À propos wyglądu – jest to oczywiście kwestia gustu. Ja należę do zwolenników tej stylówy. Odjazdowa, lekko pokręcona stylistyka przypomina pijanego transformersa i myślę, że podobnych skojarzeń nie zabraknie. Ładny czy brzydki? Tak czy inaczej Yamaha wreszcie zaoferowała coś nietuzinkowego, coś, co zostało zauważone, w przeciwieństwie do konserwatywnych, typowych poprzedników, np. Yamaha FZ1/Fazer.
![]() |
![]() |
Genialne w MT-10 jest to, że nawet zwykła przejażdżka z punktu A do punktu B sprawia ogromną frajdę. A czyż nie o to właśnie chodzi w jeździe motocyklem? | Silnik to najjaśniejsza gwiazda MT-10: świetne brzmienie i genialna charakterystyka. |
Taki sam, ale inny
Samo to, że za bazę dla nakeda posłużył najnowszy superbike, a nie – tak jak np. w Suzuki – wersja sprzed lat zasługuje na pochwałę. Technicy z Yamahy zmienili mnóstwo części w stosunku do pieca z R1. Nowe są m.in. głowica i wałki rozrządu, wał korbowy jest cięższy, airbox ma o 2 litry większą pojemność, zawory są innych rozmiarów, a wiele części – pierwotnie wykonanych z tytanu – w MT-10 jest stalowych. Dzięki takim zabiegom charakterystyka silnika Crossplane została lepiej przystosowana do użytku na ulicy. Moc jest niższa (158 KM), ale maksimum jest dostępne znacznie szybciej niż w R1, podobnie jak moment obrotowy (111 Nm), który MT-10 ma wyższy niż R1.

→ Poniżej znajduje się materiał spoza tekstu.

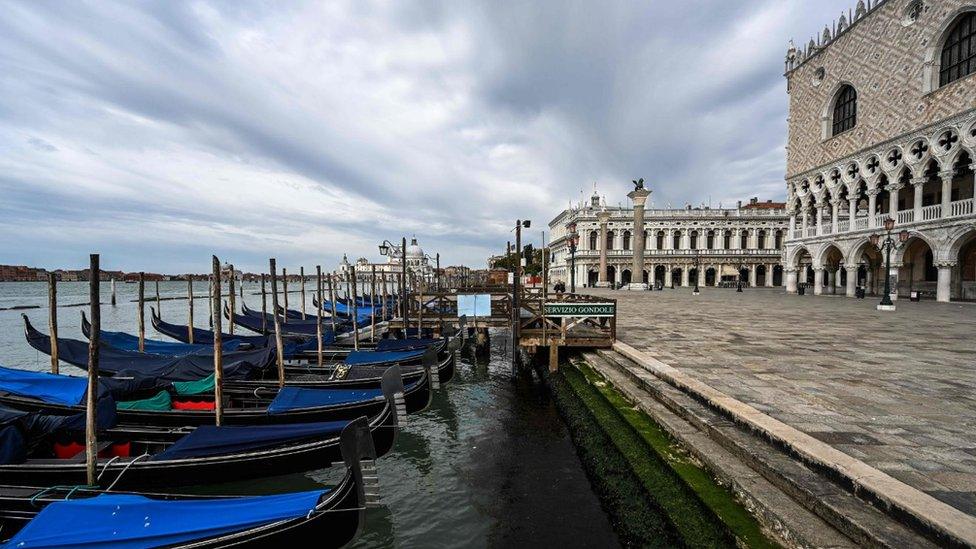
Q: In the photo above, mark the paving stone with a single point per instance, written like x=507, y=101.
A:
x=902, y=382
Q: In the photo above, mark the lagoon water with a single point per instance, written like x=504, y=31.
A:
x=489, y=464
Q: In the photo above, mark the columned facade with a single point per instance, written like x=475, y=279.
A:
x=734, y=245
x=904, y=151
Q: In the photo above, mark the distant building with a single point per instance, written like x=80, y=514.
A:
x=882, y=125
x=744, y=244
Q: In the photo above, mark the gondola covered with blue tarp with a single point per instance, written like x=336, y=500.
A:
x=241, y=364
x=129, y=342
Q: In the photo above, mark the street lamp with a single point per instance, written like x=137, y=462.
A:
x=887, y=245
x=572, y=239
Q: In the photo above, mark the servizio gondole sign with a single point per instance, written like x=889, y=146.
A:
x=563, y=309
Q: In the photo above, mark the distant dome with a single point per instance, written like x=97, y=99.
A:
x=414, y=251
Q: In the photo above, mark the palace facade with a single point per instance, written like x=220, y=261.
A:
x=882, y=125
x=725, y=245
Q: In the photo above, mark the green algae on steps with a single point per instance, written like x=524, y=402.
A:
x=692, y=478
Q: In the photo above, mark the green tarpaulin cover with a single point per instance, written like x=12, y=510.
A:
x=205, y=385
x=161, y=401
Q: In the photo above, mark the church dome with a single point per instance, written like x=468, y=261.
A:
x=414, y=251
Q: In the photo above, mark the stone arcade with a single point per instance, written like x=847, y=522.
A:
x=731, y=245
x=882, y=124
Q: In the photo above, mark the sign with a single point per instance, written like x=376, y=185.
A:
x=566, y=309
x=474, y=305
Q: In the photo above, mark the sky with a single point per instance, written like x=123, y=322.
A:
x=157, y=133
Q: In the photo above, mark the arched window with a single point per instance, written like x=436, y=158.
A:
x=845, y=109
x=959, y=51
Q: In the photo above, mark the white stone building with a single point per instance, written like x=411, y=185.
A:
x=882, y=124
x=731, y=244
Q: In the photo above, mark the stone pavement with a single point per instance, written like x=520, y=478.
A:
x=895, y=390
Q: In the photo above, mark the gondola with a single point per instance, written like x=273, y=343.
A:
x=140, y=458
x=240, y=364
x=128, y=342
x=181, y=333
x=69, y=516
x=166, y=406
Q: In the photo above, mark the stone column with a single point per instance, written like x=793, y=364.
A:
x=944, y=288
x=918, y=183
x=946, y=194
x=791, y=281
x=818, y=281
x=893, y=191
x=603, y=217
x=639, y=196
x=872, y=207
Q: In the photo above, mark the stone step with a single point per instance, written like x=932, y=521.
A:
x=855, y=518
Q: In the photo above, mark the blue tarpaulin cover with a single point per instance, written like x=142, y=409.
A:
x=210, y=440
x=128, y=520
x=381, y=357
x=294, y=398
x=47, y=387
x=404, y=344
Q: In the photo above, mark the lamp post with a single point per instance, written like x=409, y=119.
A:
x=572, y=238
x=887, y=245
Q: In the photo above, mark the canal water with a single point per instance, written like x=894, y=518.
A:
x=488, y=464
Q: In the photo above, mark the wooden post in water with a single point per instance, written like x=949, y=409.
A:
x=318, y=311
x=189, y=312
x=231, y=297
x=95, y=311
x=279, y=347
x=142, y=311
x=355, y=312
x=372, y=305
x=52, y=320
x=264, y=307
x=331, y=302
x=301, y=271
x=218, y=347
x=284, y=282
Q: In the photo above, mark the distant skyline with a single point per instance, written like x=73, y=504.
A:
x=158, y=133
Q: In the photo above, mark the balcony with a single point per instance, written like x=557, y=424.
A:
x=903, y=218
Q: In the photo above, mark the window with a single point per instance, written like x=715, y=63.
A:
x=959, y=51
x=845, y=110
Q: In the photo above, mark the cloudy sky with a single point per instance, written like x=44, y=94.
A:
x=157, y=133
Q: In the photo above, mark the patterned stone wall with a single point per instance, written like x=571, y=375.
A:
x=883, y=57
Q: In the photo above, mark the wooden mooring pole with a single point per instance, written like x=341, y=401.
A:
x=52, y=319
x=95, y=312
x=318, y=311
x=284, y=287
x=189, y=311
x=231, y=299
x=264, y=307
x=355, y=310
x=301, y=271
x=142, y=312
x=279, y=346
x=218, y=347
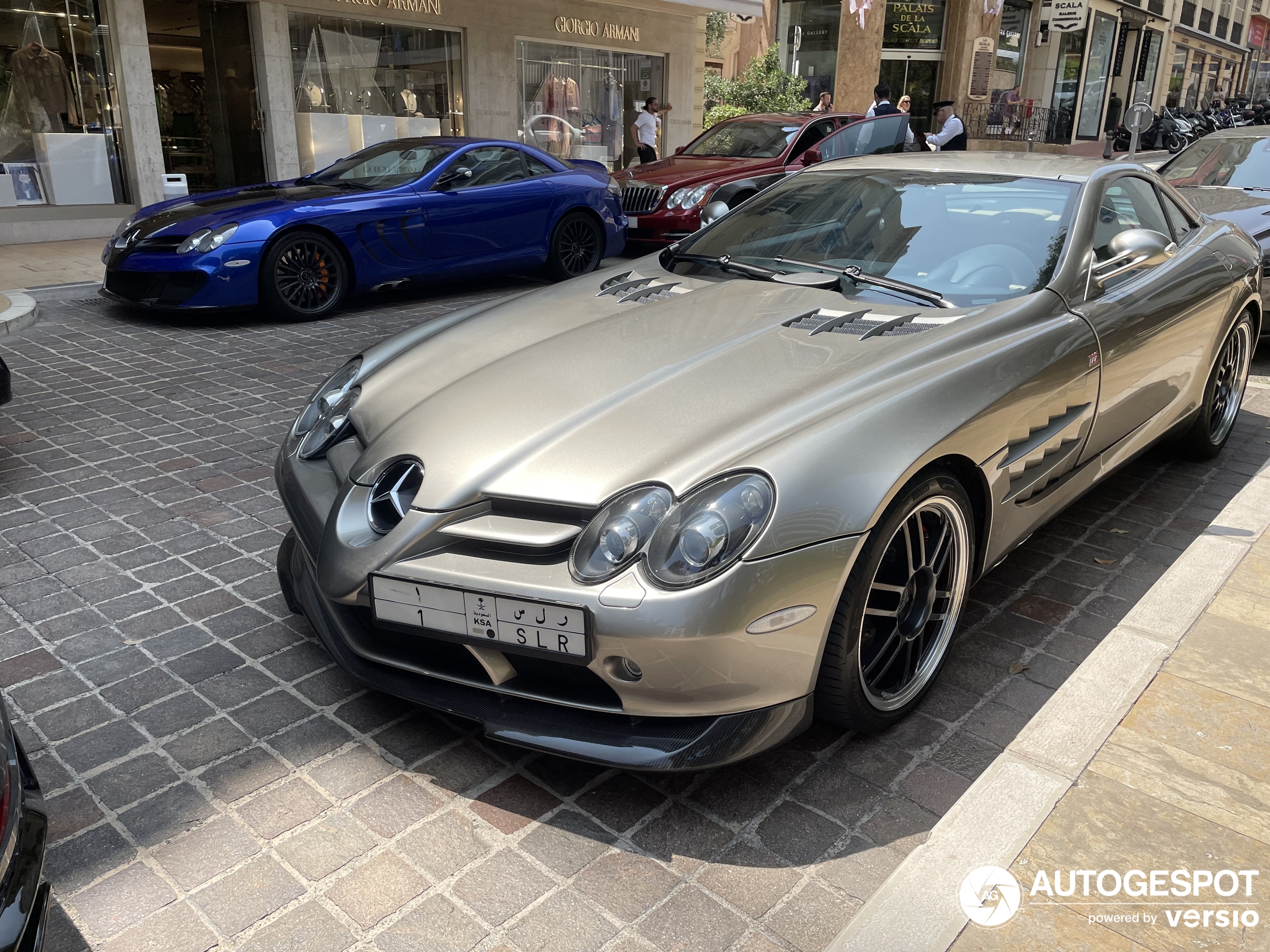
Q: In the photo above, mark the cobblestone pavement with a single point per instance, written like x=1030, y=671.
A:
x=215, y=782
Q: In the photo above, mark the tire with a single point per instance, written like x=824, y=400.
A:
x=577, y=247
x=859, y=686
x=1224, y=393
x=304, y=276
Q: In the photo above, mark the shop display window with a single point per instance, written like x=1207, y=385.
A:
x=60, y=141
x=360, y=83
x=580, y=103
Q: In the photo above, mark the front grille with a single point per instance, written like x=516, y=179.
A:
x=167, y=288
x=638, y=197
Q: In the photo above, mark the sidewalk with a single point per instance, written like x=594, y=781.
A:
x=1155, y=755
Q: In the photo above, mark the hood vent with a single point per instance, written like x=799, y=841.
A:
x=826, y=321
x=629, y=286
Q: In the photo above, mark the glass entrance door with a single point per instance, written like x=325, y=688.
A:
x=915, y=79
x=205, y=88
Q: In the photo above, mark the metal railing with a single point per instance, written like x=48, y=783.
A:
x=1014, y=122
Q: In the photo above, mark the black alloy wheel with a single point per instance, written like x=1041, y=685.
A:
x=1224, y=394
x=304, y=276
x=900, y=607
x=577, y=247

Silniejsze są dolny i środkowy zakres obrotów, czyli te bardziej potrzebne na co dzień, niemniej i w maksymalnych rewirach kopa nie brakuje. Co to oznacza w praktyce? Większa elastyczność silnika, dużo mocy w środkowym zakresie, przydatnym do codziennych jazd, okazjonalny strzał z gazu i bezproblemowa jazda na gumie. Silnik w MT-10 jest generalnie gwoździem programu. CP4 (Crossplane 4) jest cudem inżynierii: pracuje jak V4, brzmi niemal jak maszyny z MotoGP i ma genialną charakterystykę. Jedyne, co mu doskwiera, to fakt, że nie wylewa za kołnierz (przy ostrym traktowaniu pije nawet 9 l/100 km).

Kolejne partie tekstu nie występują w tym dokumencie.